Are Young Adults Struggling to Establish Themselves Financially? 

  • 20% of Americans Age 18-24 Are Facing Financial Hardship
    CONSIDER THIS: A sluggish job market and rising debt levels have made it increasingly difficult for young adults to estalish healthy financial habits. With a lack of consistent financial edication, many young adults struggle to live within their means and manage their personal finances successfully.
    Is starting out harder than it used to be? According to Pew Research Center, 36 percent of young adults ages 18 to 31 were living in their parents’ home in 2012. They also report that only 63 percent of this age group had jobs in 2012, down 7 percent from 2007.
    In addition, a survey indicates young adults face significant debt challenges:
    • Young Americans (age 25-34) have the second-highest rate of bankruptcy
    • The average Ohio college student graduates with $29,000 of debt
    • Nearly 1 in 5 Americans aged 18-24 classify themselves as being in “debt hardship”

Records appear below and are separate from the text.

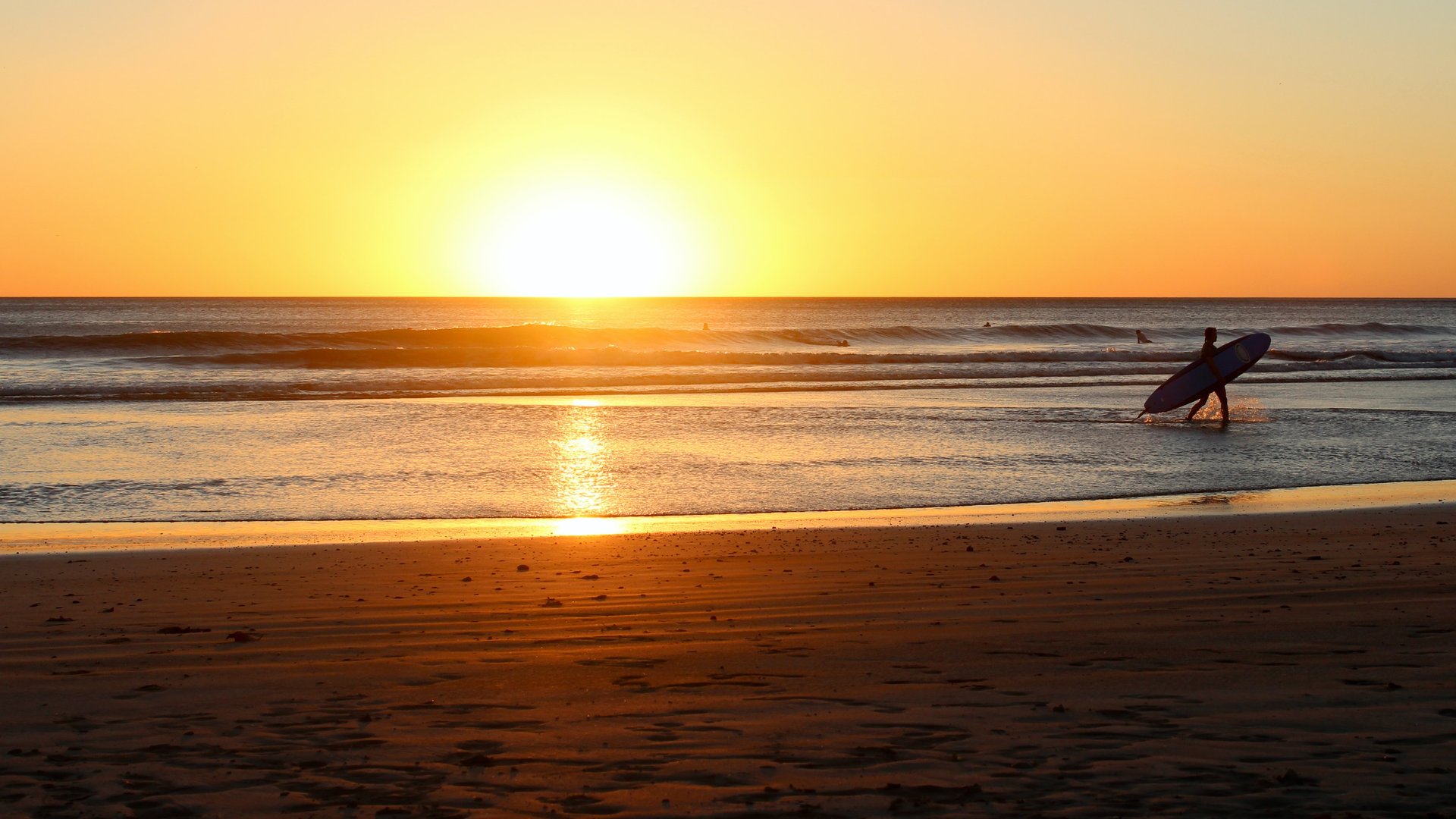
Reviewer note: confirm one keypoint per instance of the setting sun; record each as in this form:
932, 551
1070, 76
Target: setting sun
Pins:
582, 238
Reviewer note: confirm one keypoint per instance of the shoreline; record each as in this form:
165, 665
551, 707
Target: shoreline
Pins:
1279, 664
102, 537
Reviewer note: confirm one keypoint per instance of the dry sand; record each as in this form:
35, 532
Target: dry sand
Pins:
1242, 665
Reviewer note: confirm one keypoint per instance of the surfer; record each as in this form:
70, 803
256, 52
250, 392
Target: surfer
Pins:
1210, 337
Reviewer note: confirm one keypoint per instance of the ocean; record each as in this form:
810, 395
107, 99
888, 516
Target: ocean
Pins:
120, 410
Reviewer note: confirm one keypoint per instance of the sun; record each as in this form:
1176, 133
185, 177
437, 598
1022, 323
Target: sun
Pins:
582, 238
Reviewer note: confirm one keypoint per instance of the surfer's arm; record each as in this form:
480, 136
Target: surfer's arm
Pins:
1218, 373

    How can young adults turnaround their financial situation? What steps can the next generation take to help turn the tide? Below are eight tips that will help young adults take steps toward a solid financial footing.
    Eight musts to start smart:
    1)       Open a checking account. Checking accounts help you manage your cash flow and budget. Two-thirds of Ohio credit unions offer fee-free checking accounts.
    2)       Build a credit history as soon as you can. Apply for a credit card and pay your bill on time. A record of prompt payment will help build your credit history, which will pay off when you apply for a loan.
    3)       Get insurance. Car and renters’ insurance help protect what you own.
    4)       Start building an emergency fund. It’s not a matter of “if” something unexpected happens. It’s a matter of “when.” Eventually your car will die or you’ll find you suddenly need a root canal. Ideally, you need to have at least six months’ salary saved. Start small - but start immediately - to build that savings.
    5)       Create a budget. Keep track of everything spent for two to three months so you know where your money goes.
    6)       Don’t forget retirement savings. You can always find a reason not to save. However, if you start now, the magic of compounding interest will be on your side. Put retirement savings into your budget from the start. If your employer offers a 401k, take advantage of it.
    7)       Exercise self control.  Consider the luxuries – even the small ones – before buying them. A 20-ounce bottle of water a day ends up costing you $365 a year. Packing your lunch could save you $2,000 a year.
    8)       Don’t put off student loan payments. Student loans don’t go away, and they accrue interest. Closely analyze your budget and cut back where can to ensure you can make the loan payments.